I've got a web-application which is built with Pyramid/SQLAlchemy/Postgresql and allows users to manage some data, and that data is almost completely independent for different users. Say, Alice visits alice.domain.com and is able to upload pictures and documents, and Bob visits bob.domain.com and is also able to upload pictures and documents.
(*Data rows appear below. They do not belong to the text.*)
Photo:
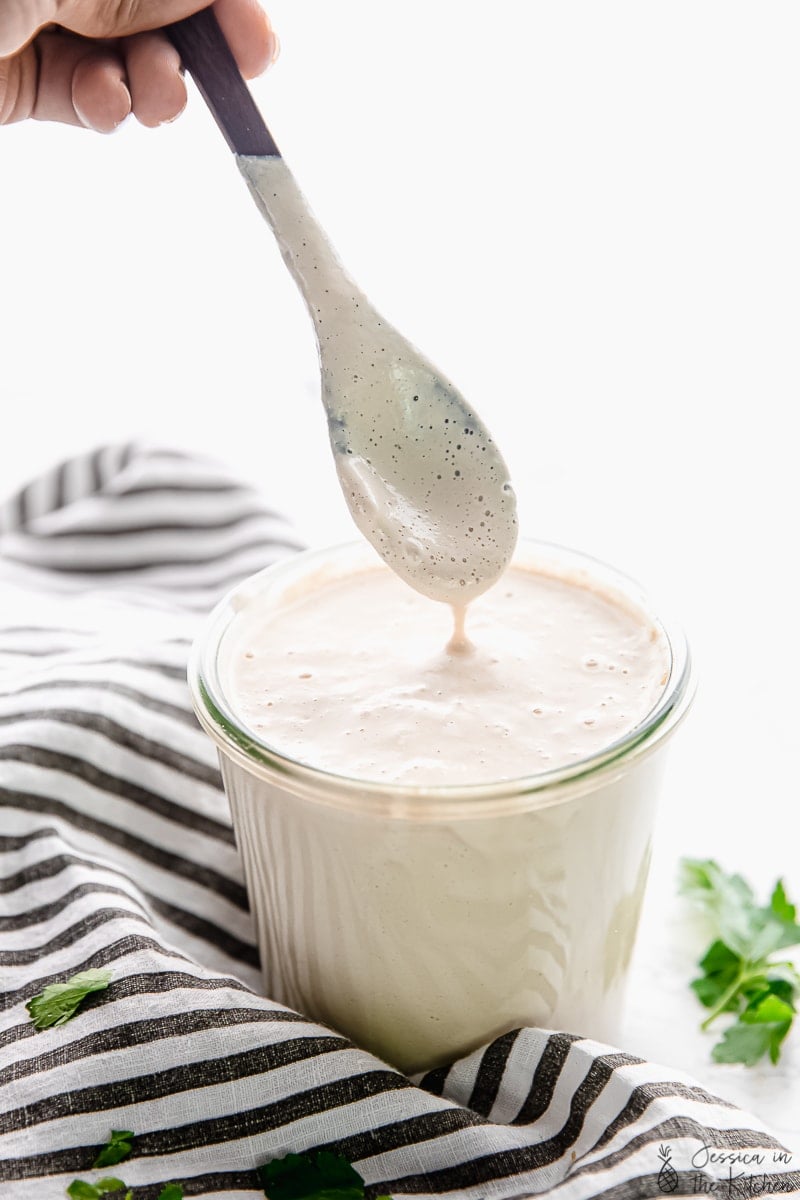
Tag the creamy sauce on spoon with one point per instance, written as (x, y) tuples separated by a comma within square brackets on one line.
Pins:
[(422, 478)]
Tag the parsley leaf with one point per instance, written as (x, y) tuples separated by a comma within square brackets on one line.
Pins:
[(60, 1001), (82, 1191), (116, 1149), (314, 1176), (739, 975)]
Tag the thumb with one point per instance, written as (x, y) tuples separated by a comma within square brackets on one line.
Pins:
[(22, 19), (19, 19)]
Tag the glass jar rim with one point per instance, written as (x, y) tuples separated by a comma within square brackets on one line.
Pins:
[(535, 790)]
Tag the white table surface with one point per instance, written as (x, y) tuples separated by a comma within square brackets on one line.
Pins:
[(588, 215)]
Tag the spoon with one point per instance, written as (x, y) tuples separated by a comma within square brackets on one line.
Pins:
[(421, 475)]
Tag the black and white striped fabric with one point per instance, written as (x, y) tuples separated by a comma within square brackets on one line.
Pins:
[(116, 850)]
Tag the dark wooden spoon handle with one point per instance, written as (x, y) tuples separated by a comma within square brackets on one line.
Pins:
[(208, 58)]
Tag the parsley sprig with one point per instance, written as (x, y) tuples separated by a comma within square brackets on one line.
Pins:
[(319, 1175), (740, 976), (59, 1002), (116, 1149)]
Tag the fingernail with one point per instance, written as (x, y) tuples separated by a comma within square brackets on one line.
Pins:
[(276, 48)]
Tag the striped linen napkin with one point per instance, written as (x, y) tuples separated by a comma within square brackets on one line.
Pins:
[(116, 850)]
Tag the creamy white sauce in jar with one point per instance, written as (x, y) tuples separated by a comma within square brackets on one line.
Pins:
[(356, 677)]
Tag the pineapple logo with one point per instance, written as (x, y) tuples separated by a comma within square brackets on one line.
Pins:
[(667, 1179)]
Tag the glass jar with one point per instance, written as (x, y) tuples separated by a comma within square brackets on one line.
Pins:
[(423, 922)]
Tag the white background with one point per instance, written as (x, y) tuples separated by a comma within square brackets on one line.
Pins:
[(589, 216)]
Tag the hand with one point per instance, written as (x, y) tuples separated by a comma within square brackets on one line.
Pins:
[(106, 59)]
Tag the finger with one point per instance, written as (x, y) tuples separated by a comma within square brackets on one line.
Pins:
[(58, 59), (100, 93), (155, 79), (18, 81), (250, 35)]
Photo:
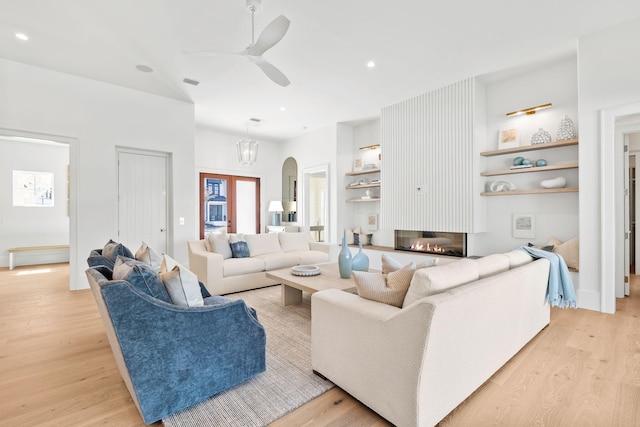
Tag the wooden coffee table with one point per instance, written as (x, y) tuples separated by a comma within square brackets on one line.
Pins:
[(293, 286)]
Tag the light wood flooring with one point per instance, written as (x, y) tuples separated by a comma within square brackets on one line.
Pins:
[(56, 368)]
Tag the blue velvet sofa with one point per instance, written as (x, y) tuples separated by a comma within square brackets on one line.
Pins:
[(171, 357)]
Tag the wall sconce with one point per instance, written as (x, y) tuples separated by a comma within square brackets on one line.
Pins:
[(275, 206), (528, 111), (247, 151)]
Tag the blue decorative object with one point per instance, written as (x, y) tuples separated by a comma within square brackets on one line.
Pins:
[(344, 259), (360, 261)]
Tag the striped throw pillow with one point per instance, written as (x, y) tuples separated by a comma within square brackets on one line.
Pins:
[(386, 288)]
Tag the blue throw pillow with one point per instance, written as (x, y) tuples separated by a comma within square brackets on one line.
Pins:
[(239, 250), (142, 276), (112, 249)]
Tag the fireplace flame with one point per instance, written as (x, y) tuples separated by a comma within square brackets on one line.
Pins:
[(419, 246)]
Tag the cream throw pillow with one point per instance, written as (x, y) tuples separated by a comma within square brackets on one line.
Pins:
[(260, 244), (389, 289), (149, 256), (290, 242), (219, 243), (181, 284), (569, 250), (429, 281)]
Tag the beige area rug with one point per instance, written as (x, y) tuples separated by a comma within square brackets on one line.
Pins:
[(288, 382)]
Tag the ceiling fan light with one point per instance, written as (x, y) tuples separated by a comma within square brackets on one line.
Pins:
[(247, 151)]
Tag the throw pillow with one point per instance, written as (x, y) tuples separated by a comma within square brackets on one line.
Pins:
[(239, 250), (141, 276), (260, 244), (219, 244), (290, 242), (183, 287), (149, 256), (430, 281), (569, 250), (112, 249), (389, 289)]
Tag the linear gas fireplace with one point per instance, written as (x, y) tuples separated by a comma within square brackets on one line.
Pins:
[(432, 242)]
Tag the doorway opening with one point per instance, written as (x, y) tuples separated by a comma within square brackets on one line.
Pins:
[(229, 203), (65, 227)]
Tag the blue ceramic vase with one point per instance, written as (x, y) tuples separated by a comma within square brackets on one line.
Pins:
[(360, 261), (344, 259)]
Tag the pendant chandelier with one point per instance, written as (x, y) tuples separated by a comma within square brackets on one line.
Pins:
[(247, 151)]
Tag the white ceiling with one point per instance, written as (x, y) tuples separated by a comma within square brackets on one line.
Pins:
[(418, 45)]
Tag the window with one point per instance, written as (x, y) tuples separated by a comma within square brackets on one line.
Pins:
[(32, 188)]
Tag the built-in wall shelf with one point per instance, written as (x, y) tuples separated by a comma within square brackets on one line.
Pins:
[(573, 165), (355, 187), (363, 172), (539, 191), (373, 199), (534, 147)]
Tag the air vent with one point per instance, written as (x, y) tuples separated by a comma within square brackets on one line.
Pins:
[(190, 81)]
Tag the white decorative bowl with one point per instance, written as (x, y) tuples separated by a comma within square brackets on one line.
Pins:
[(305, 270)]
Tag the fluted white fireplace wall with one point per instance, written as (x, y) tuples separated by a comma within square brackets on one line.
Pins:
[(430, 169)]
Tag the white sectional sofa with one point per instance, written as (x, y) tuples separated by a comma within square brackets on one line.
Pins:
[(212, 260), (413, 365)]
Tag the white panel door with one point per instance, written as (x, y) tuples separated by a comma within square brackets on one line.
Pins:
[(142, 200)]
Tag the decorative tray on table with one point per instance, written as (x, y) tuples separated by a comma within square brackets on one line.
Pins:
[(305, 270)]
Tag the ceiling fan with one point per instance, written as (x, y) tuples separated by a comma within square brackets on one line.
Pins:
[(270, 36)]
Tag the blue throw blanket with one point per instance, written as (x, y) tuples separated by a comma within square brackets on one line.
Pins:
[(560, 292)]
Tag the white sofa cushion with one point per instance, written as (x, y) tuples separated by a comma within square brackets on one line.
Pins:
[(275, 261), (518, 258), (311, 256), (294, 241), (429, 281), (263, 243), (386, 288), (239, 266), (492, 264)]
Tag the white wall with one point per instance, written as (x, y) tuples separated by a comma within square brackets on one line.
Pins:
[(96, 117), (33, 226), (556, 214), (216, 152), (608, 69)]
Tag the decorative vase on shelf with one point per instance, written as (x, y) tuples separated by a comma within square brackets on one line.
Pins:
[(360, 261), (344, 259), (566, 129), (541, 136)]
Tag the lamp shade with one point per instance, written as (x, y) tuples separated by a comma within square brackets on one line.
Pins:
[(247, 151), (275, 206)]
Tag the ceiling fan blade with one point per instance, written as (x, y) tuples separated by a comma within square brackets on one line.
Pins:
[(272, 72), (212, 53), (272, 34)]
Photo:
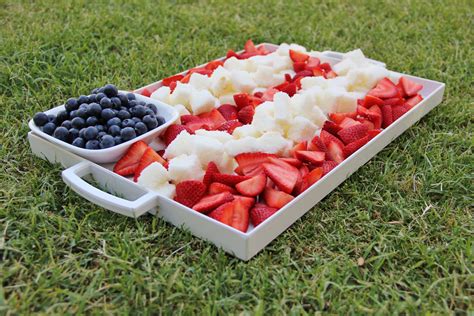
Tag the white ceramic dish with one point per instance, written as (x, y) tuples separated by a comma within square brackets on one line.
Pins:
[(114, 153)]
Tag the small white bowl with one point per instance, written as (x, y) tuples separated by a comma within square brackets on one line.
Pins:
[(112, 154)]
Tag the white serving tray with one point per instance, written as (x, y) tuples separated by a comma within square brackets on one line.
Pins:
[(136, 201)]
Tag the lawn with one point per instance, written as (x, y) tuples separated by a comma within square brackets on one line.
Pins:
[(408, 213)]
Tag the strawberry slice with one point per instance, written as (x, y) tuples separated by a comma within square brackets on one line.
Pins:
[(148, 157), (283, 176), (409, 87), (210, 202), (384, 89), (223, 213), (127, 165), (172, 132), (276, 199), (189, 192), (253, 186), (260, 212), (314, 157), (353, 133), (240, 216), (298, 56), (228, 111), (245, 114), (216, 187)]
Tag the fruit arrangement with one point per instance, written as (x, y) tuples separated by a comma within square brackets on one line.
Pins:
[(259, 128), (103, 119)]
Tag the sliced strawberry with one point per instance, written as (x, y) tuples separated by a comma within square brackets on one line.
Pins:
[(355, 145), (353, 133), (253, 186), (298, 56), (245, 114), (127, 165), (335, 151), (384, 89), (216, 187), (148, 157), (259, 213), (223, 213), (189, 192), (284, 177), (409, 87), (172, 132), (276, 199), (210, 202)]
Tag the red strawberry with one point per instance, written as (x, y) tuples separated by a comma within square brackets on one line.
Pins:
[(245, 114), (172, 132), (355, 145), (276, 199), (228, 111), (253, 186), (328, 166), (210, 171), (314, 157), (210, 202), (216, 187), (409, 87), (387, 115), (335, 151), (384, 89), (298, 56), (240, 217), (223, 213), (260, 213), (283, 176), (241, 100), (229, 126), (148, 157), (353, 133), (127, 165), (229, 179), (189, 192)]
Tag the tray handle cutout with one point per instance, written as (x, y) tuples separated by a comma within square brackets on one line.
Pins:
[(136, 201)]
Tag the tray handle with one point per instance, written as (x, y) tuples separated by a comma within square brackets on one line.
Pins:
[(137, 200)]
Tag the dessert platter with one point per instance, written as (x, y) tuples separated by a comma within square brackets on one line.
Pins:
[(235, 150)]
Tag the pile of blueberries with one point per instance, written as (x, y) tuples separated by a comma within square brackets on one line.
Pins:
[(103, 119)]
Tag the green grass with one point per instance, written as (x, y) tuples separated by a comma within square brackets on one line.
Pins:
[(408, 212)]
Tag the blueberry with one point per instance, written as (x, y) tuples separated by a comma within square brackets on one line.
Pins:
[(107, 141), (61, 133), (91, 121), (160, 119), (140, 128), (107, 114), (114, 121), (92, 144), (128, 133), (94, 109), (99, 96), (67, 124), (82, 99), (128, 123), (114, 130), (110, 90), (71, 105), (150, 121), (78, 142), (131, 96), (78, 122), (90, 133), (123, 115), (49, 128), (40, 119)]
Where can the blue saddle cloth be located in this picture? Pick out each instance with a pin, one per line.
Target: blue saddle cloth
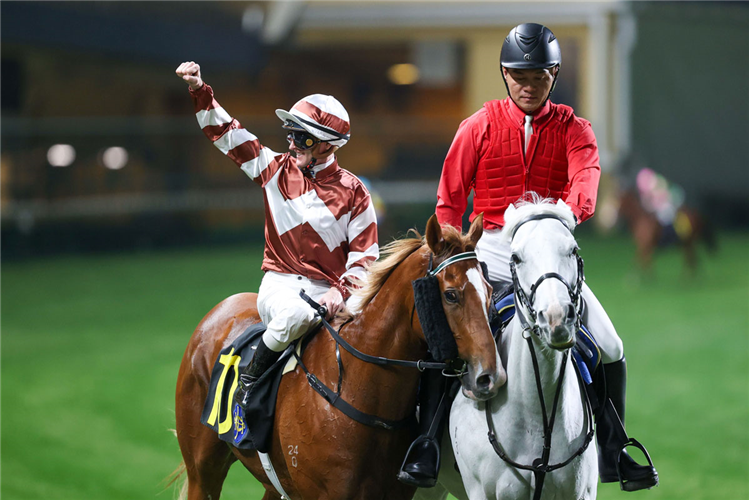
(252, 430)
(585, 354)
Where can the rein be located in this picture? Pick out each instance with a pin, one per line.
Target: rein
(540, 466)
(333, 397)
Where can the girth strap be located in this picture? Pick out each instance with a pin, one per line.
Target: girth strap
(335, 400)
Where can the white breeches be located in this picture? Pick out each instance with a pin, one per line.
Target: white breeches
(496, 253)
(286, 316)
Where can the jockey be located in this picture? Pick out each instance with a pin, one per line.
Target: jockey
(525, 143)
(320, 222)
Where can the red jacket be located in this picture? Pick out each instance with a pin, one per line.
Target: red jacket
(487, 156)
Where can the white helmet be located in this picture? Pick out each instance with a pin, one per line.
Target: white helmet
(320, 115)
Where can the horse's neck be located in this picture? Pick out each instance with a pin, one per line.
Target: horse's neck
(384, 328)
(521, 378)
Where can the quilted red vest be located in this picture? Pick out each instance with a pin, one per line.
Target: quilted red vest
(504, 174)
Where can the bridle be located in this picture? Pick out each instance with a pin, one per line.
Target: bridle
(333, 397)
(521, 298)
(541, 466)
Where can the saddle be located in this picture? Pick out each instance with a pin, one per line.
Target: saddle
(253, 431)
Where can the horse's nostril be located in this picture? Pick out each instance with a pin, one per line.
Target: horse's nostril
(570, 312)
(484, 382)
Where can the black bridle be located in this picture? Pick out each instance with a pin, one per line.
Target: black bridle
(540, 466)
(521, 298)
(333, 397)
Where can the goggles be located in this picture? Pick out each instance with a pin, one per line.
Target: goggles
(301, 138)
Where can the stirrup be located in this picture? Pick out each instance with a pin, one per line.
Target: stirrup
(635, 484)
(419, 481)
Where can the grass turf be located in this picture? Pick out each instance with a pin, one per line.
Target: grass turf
(90, 348)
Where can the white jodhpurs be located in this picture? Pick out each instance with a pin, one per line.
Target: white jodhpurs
(493, 250)
(286, 316)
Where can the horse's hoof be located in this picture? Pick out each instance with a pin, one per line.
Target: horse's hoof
(640, 484)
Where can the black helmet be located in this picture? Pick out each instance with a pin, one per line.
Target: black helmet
(530, 46)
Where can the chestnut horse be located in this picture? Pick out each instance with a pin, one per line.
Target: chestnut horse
(649, 234)
(317, 451)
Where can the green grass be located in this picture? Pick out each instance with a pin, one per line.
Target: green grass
(90, 348)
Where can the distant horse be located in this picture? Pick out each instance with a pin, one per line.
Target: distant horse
(540, 423)
(318, 452)
(649, 234)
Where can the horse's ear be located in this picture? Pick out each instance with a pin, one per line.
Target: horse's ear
(434, 235)
(476, 230)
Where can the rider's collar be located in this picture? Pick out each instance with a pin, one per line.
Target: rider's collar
(322, 170)
(517, 115)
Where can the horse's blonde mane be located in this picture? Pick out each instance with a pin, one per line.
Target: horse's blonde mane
(395, 252)
(535, 205)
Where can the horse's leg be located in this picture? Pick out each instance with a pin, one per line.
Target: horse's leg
(207, 459)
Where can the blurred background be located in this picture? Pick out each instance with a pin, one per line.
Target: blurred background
(121, 225)
(99, 150)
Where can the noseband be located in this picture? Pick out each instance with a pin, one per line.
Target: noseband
(428, 305)
(527, 301)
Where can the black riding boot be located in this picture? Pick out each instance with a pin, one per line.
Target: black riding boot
(614, 463)
(422, 462)
(261, 361)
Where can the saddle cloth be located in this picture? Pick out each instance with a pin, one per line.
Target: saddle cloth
(585, 354)
(251, 430)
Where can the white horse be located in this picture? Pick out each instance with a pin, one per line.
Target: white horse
(548, 279)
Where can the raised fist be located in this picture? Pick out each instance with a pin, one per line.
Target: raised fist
(190, 72)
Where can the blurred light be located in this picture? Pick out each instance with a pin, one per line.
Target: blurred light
(403, 74)
(61, 155)
(252, 19)
(114, 158)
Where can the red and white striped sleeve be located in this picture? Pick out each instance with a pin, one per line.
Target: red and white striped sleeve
(362, 239)
(228, 135)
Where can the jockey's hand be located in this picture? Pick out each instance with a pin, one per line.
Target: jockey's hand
(333, 300)
(190, 72)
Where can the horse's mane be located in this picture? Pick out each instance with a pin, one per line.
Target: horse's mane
(535, 205)
(395, 252)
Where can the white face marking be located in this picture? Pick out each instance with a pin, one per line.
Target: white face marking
(474, 276)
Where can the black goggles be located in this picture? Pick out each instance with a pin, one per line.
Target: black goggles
(302, 140)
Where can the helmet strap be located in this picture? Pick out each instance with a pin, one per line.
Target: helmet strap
(316, 157)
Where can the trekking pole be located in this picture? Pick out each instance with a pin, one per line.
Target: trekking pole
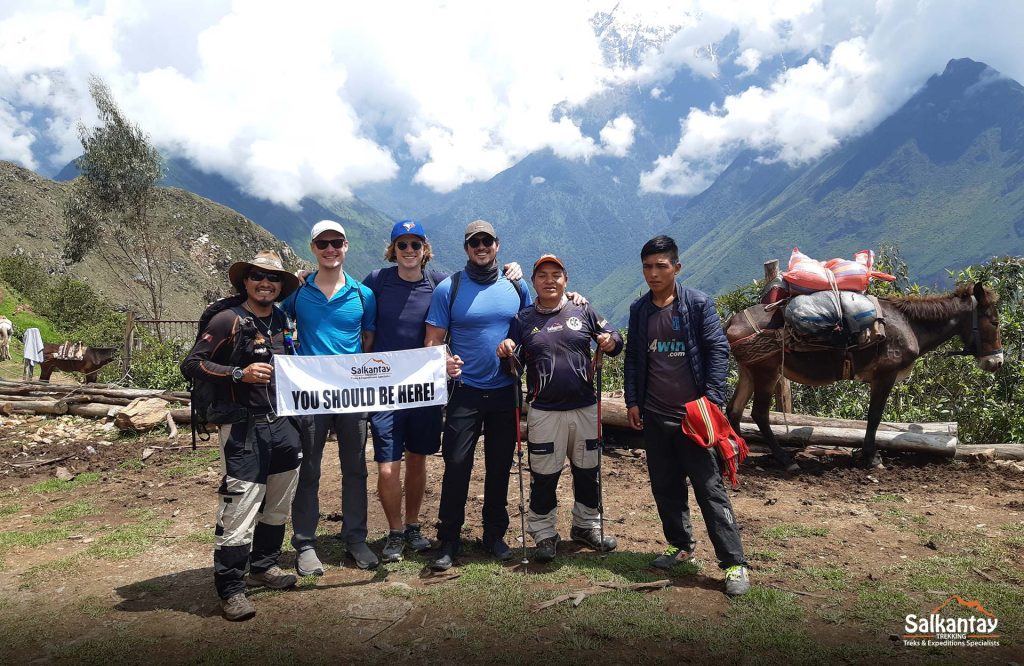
(516, 370)
(598, 363)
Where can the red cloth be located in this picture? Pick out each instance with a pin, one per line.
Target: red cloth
(706, 424)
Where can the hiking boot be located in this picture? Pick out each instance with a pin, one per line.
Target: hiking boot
(499, 549)
(415, 538)
(445, 555)
(307, 564)
(671, 557)
(592, 537)
(238, 608)
(394, 545)
(736, 581)
(273, 578)
(361, 555)
(546, 548)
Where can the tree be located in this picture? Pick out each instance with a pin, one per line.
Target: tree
(107, 210)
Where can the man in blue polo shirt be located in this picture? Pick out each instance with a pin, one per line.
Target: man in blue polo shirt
(334, 314)
(483, 397)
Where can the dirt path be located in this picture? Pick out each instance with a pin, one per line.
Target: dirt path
(116, 566)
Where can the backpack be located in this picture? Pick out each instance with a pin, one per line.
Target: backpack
(204, 394)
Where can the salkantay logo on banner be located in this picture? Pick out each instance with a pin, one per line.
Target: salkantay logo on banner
(372, 369)
(939, 628)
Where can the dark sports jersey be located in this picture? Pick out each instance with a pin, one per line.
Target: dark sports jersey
(556, 352)
(209, 358)
(670, 378)
(401, 308)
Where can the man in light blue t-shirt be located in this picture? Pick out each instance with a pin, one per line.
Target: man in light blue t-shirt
(334, 314)
(483, 397)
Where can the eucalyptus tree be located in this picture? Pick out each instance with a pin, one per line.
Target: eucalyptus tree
(108, 209)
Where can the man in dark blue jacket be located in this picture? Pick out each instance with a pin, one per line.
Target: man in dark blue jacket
(676, 351)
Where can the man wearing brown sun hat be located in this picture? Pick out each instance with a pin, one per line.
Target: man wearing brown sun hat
(260, 452)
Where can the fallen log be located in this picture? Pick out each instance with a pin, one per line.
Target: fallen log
(613, 413)
(940, 445)
(34, 407)
(142, 415)
(94, 410)
(998, 451)
(778, 418)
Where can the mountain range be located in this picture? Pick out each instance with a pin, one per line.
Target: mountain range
(941, 178)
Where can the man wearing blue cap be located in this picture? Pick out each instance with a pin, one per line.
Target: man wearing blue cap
(402, 294)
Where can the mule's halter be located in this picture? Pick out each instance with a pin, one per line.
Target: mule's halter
(971, 349)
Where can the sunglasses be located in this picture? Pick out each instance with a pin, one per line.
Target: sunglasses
(259, 276)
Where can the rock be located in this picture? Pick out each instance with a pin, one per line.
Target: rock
(142, 415)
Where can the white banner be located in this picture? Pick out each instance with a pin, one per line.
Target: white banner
(360, 382)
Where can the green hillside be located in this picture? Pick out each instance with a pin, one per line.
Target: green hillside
(205, 238)
(940, 178)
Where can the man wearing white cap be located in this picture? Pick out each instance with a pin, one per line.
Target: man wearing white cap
(335, 315)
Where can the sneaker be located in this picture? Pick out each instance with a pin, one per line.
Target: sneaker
(415, 538)
(546, 548)
(238, 608)
(394, 545)
(499, 549)
(671, 557)
(273, 578)
(592, 537)
(307, 564)
(737, 582)
(446, 553)
(361, 555)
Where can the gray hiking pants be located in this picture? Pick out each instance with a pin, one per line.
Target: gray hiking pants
(351, 432)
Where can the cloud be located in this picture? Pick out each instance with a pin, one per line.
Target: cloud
(616, 136)
(316, 99)
(323, 97)
(863, 60)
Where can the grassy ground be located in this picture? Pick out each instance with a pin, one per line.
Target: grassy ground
(115, 566)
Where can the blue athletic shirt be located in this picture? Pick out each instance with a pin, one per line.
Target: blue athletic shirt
(478, 321)
(331, 327)
(401, 308)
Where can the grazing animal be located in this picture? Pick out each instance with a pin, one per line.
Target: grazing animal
(6, 332)
(92, 360)
(913, 326)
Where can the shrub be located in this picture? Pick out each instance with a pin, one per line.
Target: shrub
(156, 365)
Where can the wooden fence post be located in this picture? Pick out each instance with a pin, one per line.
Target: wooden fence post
(783, 392)
(129, 341)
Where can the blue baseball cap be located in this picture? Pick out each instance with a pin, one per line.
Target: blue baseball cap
(408, 226)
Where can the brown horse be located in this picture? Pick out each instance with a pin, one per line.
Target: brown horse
(92, 360)
(913, 326)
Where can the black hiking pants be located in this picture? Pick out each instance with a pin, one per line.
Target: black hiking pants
(469, 411)
(672, 459)
(255, 494)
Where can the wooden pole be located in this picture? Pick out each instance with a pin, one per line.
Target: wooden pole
(783, 392)
(129, 341)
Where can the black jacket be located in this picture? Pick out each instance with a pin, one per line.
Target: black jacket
(707, 346)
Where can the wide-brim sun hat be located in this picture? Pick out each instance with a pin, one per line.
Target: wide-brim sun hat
(268, 261)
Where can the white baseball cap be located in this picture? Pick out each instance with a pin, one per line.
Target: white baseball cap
(326, 225)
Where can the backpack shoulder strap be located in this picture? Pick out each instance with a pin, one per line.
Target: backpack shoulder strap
(453, 292)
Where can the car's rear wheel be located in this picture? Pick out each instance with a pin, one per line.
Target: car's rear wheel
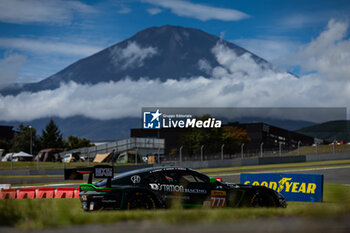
(140, 200)
(262, 199)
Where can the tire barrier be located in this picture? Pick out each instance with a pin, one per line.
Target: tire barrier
(31, 193)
Alice never sees anything created by Bob and vice versa (this is a simplified example, there may be a lot of data in multiple tables really, but the idea is the same).
Now, the most straightforward option to organize the data in the DB backend is to use a single database, where each table (pictures and documents) has user_id field, so, basically, to get all Alice's pictures, I can do something like
user_id = _figure_out_user_id_from_domain_name(request)
pictures = session.query(Picture).filter(Picture.user_id==user_id).all()
This is all easy and simple, however there are some disadvantages
- I need to remember to always use additional filter condition when making queries, otherwise Alice may see Bob's pictures;
- If there are many users the tables may grow huge
- It may be tricky to split the web application between multiple machines
So I'm thinking it would be really nice to somehow split the data per-user. I can think of two approaches:
Have separate tables for Alice's and Bob's pictures and documents within the same database (Postgres' Schemas seems to be a correct approach to use in this case):
documents_alice documents_bob pictures_alice pictures_boband then, using some dark magic, "route" all queries to one or to the other table according to the current request's domain:
_use_dark_magic_to_configure_sqlalchemy('alice.domain.com') pictures = session.query(Picture).all() # selects all Alice's pictures from "pictures_alice" table ... _use_dark_magic_to_configure_sqlalchemy('bob.domain.com') pictures = session.query(Picture).all() # selects all Bob's pictures from "pictures_bob" tableUse a separate database for each user:
- database_alice - pictures - documents - database_bob - pictures - documentswhich seems like the cleanest solution, but I'm not sure if multiple database connections would require much more RAM and other resources, limiting the number of possible "tenants".
So, the question is, does it all make sense? If yes, how do I configure SQLAlchemy to either modify the table names dynamically on each HTTP request (for option 1) or to maintain a pool of connections to different databases and use the correct connection for each request (for option 2)?